Filmi 22 Nisan Pazartesi 16.00’da Atlas 1948’de veya 28 Nisan Pazar 21.30’da Kadıköy Sineması’nda izleyebilirsiniz.
After Hours (Yön. Martin Scorsese, 1985)
Bir Scorsese klasiği olan olan After Hours restore edilmiş 4K versiyonuyla İstanbul film Festivalin’de gösterimini gerçekleştirdi. Film 1985 yılında yarattığı görkemi ve popülerliği hâlâ korumakta ve performansı gayet yerinde. Sinemanın evrenselliği, kayıt altında olması ve kitlelere ulaşabilirliği gibi önemli detayları onun birer kanıt oluşu açısından oldukçu önemli bir gerçekliktir. Film aradan geçen yıllara rağmen heyecanını korumayı başaran önemli yapımlardan biri olarak bir kez daha dikkat çekiyor. Martin Scorsese gibi bir efsaneden bahsetmek için kuşkusuz ne söylersek söyleyelim hep bir şeyler eksik kalacaktır. Bu hususta belki nostaljik After Hours’un her izlenildiğinde yarattığı farklı duygu geçişlerinden bahsetmeyi deneyebiliriz. After Hours çocukluğumuzdan kalan, hâlâ tadı damağımızda, güvenli anlarımıza şahitlik etmiş bir anı bir arkadaş gibi. Paul hâlâ eve dönmek için mücadele ediyor, hâlâ trene parası yetmediği için yetişemiyor ve hâlâ Henry Miller’ın Yengeç Dönencesi kitabını okuyor. Film boyunca yaratılan evrenin tekinsizliği tam bir Scorsese üslubuyla seyirciyi kıskacına alıyor ve nefeslerimizi kesiyor. Tam doksan yedi dakika boyunca saçma olan şeylerin büyüsüne kapılıyoruz. Bilinmeyenin, çözülmeyenin ve anlamlandırılamayan şeylerin çekiciliği filmin adeta bel kemiğini oluşturuyor. Bu kadarı da olmaz dediğimiz her yeni durum hemen ardından daha absürt bir çıkmaza evriliyor. Günlük hayatta çok sık karşılaşamayacağımız; ancak bir o kadarda sıradan insanların arasında geçmek bilmeyen saatler bir türlü sonuca varamıyor. Ve Paul evine asla dönemiyor.

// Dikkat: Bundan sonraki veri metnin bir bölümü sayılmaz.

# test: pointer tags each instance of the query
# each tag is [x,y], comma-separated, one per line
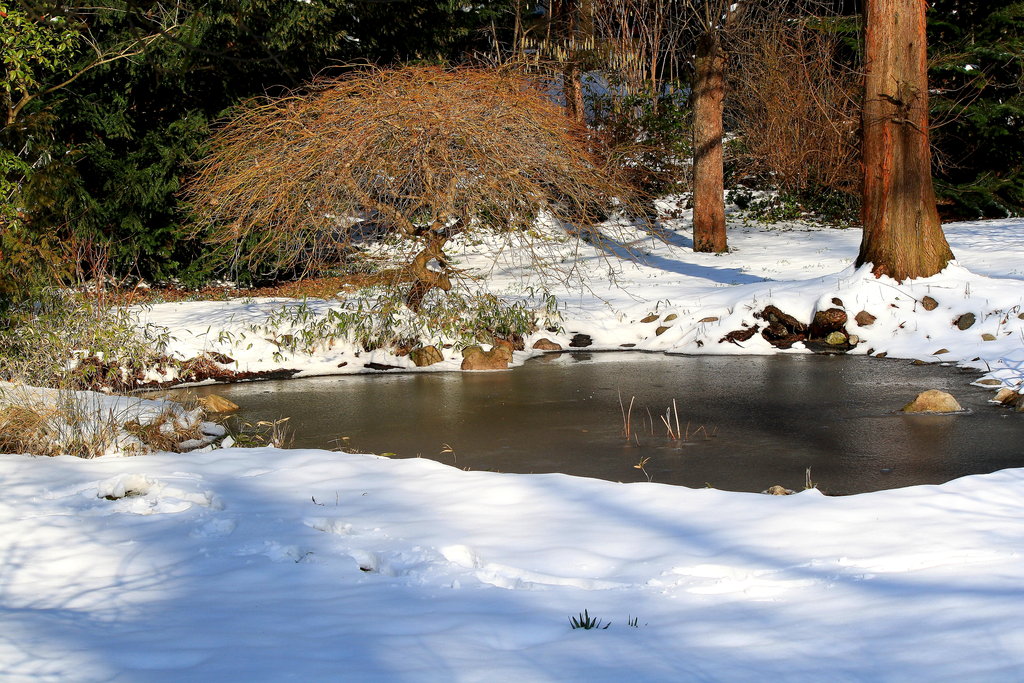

After Hours döneminin klasik anlatısını bozan yenilikçi yapımlardan biri olarak oldukça ses getirmişti. Özellikle Taxi Driver (1976) ve Raging Bull (1980) filmlerinin hayranı olan bir kitle için After Hours filmi eril kodları karşılayan güçlü bir erkek vizyonu kapsamında ele alınmıyor. Belki de Scorsese’nin en deneysel filmlerinden biri diyebiliriz. Ancak tüm bu başarısına rağmen önceki filmleri kadar hak ettiği değeri gördüğünü düşünmüyorum. Öte yandan filmin yapımcıları arasında Paul karakterine hayat veren Griffin Dunne’un da bulunması Scorsese-Dunne ortaklığının samimiyetini her sahnede hissettiriyor. Hâl böyle olunca After Hours başarılı bir yönetmen ve oyuncu uyumu yakalıyor. Filmin hikâye bağlamı ve yönetmenlik başarısı oldukça güçlü bir motivasyona sahip. 1980’ler Amerika’sının kültürel kodlarını en ince detayına kadar işleyen Scorsese, sanat kavramını da eleştirmekten hiç çekinmiyor. Özellikle kavramsal sanat çalışmaları ve yaratılan eserler hakkında hatırı sayılır derecede iğneleme yapıldığını görüyoruz. Her türlü nesneyi sanat eserine dönüştüren Readymade akımının üzerine de görüşlerini bildiren Scorsese sisteme dair tüm sorunlarını Paul üzerinden filme aktarmayı başarır. Gay polislerin barda öpüşmesi, BDSM kıyafeti giyen partnerler, krem peynirli çörek şeklinde yapılmış kâğıt ağırlıkları filmin anlatısına hizmet eden önemli detaylar olarak karşımıza çıkıyor. Eğlenceli, karikatürize edilmiş bir modern insan buhranı izliyoruz.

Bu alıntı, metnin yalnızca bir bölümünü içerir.